Could Your WordPress Security Plugin be Lying?
Many people have received notifications from their cloud server provider indicating their server’s IP address has been reported as attacking other websites.
We Watch Your Website’s services have been used frequently to investigate these claims. The following is a recent one that is very interesting.
We Watch Your Website has just completed another investigation of a “reported” website infection.
We’ve reported before that often times hackers will use a website they have control of, to attack other websites. They do this because it gives them another layer of anonymity, but it also allows them to use your resources.
A customer had been contacted by their cloud server provider claiming their server was being used in attacks on another website. The notification stated the customer had 48 hours to remediate or their server would be deactivated.
Part of the service provided by We Watch Your Website includes logging and watching outgoing traffic to port 80 & 443 (HTTP & HTTPS). This is standard for the server service as we want to know the second a server is compromised and outgoing traffic to those ports is an indication of compromise.
The notification from the cloud server provider included a few lines from a log collector. These logs included the source IP address of the “reported” attack, which was in fact the IP address of We Watch Your Website’s customer, and the date of the attack which was the previous day of the notification. Upon receiving this notification the database was checked for outgoing traffic from the customer’s server to this IP address. Not one line in We Watch Your Website’s database showed any traffic going to that IP address.
Was our process faulty? Did something slip past our programs???
The snippet of information included in the notification was examined closely and it became obvious from the pattern it was a specific, popular WordPress security plugin that created the log snippet. Not believing the plugin could be wrong, we obviously scanned all the sites and databases on our customer’s server.
There was no infection found. Nothing suspicious in our database records indicating any type of infection on any of the 23 websites on this particular server. Not a single indication of compromise.
Head scratching ensues…
The customer, not wanting their 23 websites to be deactivated starts questioning where they should move their sites to. The investigation seemed to be hitting a brick wall. The focus turned to the possibility of a false positive report. Could it be the reported issue was outdated and just now being reported? That’s certainly been seen frequently.

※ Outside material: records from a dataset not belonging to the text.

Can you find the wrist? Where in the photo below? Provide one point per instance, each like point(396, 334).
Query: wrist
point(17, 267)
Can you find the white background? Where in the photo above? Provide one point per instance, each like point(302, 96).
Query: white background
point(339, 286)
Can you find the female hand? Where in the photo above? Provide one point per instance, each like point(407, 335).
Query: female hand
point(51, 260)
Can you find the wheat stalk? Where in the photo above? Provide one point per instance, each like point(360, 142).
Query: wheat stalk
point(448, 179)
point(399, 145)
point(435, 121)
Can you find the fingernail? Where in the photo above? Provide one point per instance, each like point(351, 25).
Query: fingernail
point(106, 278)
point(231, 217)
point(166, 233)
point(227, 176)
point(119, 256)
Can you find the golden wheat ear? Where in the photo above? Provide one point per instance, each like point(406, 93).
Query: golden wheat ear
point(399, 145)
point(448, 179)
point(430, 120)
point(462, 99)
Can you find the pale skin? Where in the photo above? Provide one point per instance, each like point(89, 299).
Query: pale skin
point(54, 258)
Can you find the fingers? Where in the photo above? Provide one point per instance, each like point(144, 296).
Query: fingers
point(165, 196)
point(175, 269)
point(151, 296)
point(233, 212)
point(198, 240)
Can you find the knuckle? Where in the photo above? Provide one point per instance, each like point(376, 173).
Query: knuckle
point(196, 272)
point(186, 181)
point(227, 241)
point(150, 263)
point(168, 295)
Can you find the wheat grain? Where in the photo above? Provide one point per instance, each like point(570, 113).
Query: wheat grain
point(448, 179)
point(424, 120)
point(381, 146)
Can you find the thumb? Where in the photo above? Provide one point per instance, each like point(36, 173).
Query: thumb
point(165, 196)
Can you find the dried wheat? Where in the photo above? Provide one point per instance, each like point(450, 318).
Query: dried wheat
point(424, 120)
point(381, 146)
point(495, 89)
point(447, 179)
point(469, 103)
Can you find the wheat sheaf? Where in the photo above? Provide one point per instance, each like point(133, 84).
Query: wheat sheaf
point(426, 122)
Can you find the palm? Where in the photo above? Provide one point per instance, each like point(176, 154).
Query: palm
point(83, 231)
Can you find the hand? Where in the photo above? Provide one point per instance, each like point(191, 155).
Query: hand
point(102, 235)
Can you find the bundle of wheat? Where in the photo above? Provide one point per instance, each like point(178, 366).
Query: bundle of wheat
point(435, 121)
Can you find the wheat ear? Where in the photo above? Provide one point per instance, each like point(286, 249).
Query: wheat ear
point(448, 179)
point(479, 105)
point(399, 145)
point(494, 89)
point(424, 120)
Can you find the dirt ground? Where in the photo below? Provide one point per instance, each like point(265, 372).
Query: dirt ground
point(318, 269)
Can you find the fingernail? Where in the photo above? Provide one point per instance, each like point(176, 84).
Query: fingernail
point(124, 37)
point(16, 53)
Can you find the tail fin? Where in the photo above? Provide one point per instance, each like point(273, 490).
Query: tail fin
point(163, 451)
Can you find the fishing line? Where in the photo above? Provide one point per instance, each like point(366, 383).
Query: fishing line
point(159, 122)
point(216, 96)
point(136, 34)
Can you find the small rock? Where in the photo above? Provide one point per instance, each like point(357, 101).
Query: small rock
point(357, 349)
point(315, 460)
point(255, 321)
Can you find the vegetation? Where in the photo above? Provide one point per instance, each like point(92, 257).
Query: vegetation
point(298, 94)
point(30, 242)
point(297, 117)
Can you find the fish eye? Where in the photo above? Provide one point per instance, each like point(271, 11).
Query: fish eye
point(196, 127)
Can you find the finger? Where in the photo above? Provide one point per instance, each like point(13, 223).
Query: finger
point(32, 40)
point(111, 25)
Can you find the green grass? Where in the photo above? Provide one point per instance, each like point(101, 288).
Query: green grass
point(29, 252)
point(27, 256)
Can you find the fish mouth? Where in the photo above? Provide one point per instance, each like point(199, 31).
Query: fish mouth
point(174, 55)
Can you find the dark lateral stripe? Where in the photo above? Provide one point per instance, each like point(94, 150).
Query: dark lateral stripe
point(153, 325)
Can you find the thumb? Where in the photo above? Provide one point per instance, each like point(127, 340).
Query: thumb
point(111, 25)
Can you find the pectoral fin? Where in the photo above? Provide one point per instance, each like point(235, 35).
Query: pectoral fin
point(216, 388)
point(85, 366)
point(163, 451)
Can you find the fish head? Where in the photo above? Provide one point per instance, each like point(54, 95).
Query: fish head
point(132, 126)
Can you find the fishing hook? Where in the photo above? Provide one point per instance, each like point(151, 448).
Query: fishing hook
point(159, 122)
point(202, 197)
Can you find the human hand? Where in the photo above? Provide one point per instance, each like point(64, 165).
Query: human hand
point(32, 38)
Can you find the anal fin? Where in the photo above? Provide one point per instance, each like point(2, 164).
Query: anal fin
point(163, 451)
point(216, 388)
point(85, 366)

No. The sample log entry included a date/time stamp of the previous day and the customer had this IP address for over 6 months.
The investigation team had read a blog post about IP spoofing reports from Snicco.io on various WordPress security plugins.
Sure enough the plugin was using the IP address from the header to identify the source, which is easily spoofed. As the report from Snicco.io states, “Only ever use REMOTE_ADDR to access the correct IP”. However, with this plugin, that was not the case. The hackers had spoofed the IP address of the attack to make it look as if the attack came from elsewhere than the actual source. Obviously this was to thwart root cause analysis.
In the end, the owner of the website that claimed to be attacked was contacted and the full investigation continued. They provided access logs to be analyzed, these are generated from the server itself. We Watch Your Website tested the WordPress security plugin with some bogus IP addresses in the header sent to the website and as suspected, that’s what was reported by the plugin, not the actual IP address from the access logs.
What’s even more alarming is that the plugin author had been contacted months ago about this IP spoofing and they felt is was just a nuisance not an actual bug, so it has not been patched or updated.
In this case, everything was presented to the cloud server provider who agreed with the findings and closed the case. The customer was happy We Watch Your Website was so thorough in the investigation and didn’t have to migrate all those sites to a different server.
Beware of notifications from your cloud server provider. They may be outdated or in this case, the blame was placed squarely on the WordPress security plugin, rather, their creator.
In website security, all possibilities must be examined.